The release of "NFL quarterback" Tim Tebow finally came, according to the New York Post's Brian Costello. Curiously, the New York Jets waited until the Monday after the draft to release their polarizing star, leaving few options for the 2007 Heisman Trophy winner.

My personal opinion?

Tebow will be on a football roster in 2013. No, it won't be in the CFL, where the three-down game requires quarterbacks to throw the football just as much—if not more—than their American counterparts. Tebow clearly doesn't inspire that level of confidence under center, but another NFL team might find a use for him at a different position. 

No team has more experience with bizarre personnel fits than the New England Patriots. Bill Belichick has gushed on the record over Tim Tebow's potential, and while the quarterback situation in Foxboro is beyond stable with Tom Brady, Belichick could find another place on the field for the former Jets quarterback. 

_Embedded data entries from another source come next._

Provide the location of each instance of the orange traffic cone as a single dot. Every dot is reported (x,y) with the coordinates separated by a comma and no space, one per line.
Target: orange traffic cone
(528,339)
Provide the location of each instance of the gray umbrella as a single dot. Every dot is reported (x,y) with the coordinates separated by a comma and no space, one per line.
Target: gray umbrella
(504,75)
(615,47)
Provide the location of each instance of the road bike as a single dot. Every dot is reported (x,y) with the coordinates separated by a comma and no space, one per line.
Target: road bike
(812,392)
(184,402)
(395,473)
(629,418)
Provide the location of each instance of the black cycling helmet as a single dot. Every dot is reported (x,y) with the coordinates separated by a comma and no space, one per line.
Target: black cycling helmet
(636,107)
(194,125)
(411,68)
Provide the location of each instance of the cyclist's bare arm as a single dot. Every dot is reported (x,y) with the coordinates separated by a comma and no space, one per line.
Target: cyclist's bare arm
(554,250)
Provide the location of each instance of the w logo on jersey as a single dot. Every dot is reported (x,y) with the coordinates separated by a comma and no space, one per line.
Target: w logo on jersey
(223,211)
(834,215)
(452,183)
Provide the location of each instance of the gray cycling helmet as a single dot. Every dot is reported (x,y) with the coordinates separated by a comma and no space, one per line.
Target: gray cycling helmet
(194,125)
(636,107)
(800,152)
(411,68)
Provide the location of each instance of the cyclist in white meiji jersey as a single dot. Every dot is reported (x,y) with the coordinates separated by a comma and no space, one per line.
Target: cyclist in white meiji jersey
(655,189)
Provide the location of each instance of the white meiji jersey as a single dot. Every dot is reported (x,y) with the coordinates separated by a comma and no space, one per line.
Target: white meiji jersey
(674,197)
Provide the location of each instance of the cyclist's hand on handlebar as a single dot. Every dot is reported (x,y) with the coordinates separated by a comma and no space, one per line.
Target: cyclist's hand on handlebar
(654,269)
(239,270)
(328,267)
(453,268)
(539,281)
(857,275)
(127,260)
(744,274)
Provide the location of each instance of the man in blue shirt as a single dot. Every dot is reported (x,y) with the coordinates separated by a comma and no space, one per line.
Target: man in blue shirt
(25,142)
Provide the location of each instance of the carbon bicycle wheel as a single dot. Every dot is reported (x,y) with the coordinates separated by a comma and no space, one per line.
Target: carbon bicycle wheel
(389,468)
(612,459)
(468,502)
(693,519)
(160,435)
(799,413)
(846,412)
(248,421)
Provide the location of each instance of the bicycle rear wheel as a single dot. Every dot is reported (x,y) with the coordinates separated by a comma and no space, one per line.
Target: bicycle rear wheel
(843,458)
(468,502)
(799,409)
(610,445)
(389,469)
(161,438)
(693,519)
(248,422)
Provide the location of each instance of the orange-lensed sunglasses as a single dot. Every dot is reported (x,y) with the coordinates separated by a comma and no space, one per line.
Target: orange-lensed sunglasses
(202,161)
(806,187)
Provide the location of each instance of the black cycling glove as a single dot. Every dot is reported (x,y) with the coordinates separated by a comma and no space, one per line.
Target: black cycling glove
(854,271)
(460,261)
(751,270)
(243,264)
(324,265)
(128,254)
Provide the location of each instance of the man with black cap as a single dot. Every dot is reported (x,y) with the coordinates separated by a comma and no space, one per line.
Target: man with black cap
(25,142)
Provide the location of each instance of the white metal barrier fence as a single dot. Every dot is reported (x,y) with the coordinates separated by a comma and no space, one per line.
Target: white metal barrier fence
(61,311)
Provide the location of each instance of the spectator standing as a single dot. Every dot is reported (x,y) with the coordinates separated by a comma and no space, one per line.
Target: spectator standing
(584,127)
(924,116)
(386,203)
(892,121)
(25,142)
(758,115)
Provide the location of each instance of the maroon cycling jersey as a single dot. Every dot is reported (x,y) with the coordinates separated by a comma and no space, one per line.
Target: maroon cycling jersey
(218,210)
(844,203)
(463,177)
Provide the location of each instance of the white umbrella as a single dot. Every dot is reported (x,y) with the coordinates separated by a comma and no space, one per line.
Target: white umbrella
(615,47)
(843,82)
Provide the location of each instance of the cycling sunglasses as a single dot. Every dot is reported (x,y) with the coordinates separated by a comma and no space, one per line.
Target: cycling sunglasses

What about Jacksonville? The Jaguars clearly had no interest in trading for Tebow, but would they bring him in as a free agent, without having to give anything away? GM Dave Caldwell and head coach Gus Bradley didn't draft a quarterback this year (if we're not counting Michigan's Denard Robinson, who technically entered February's combine as a wide receiver). Would the defensive-minded Bradley be willing to emulate John Fox's plan for Tebow from 2011?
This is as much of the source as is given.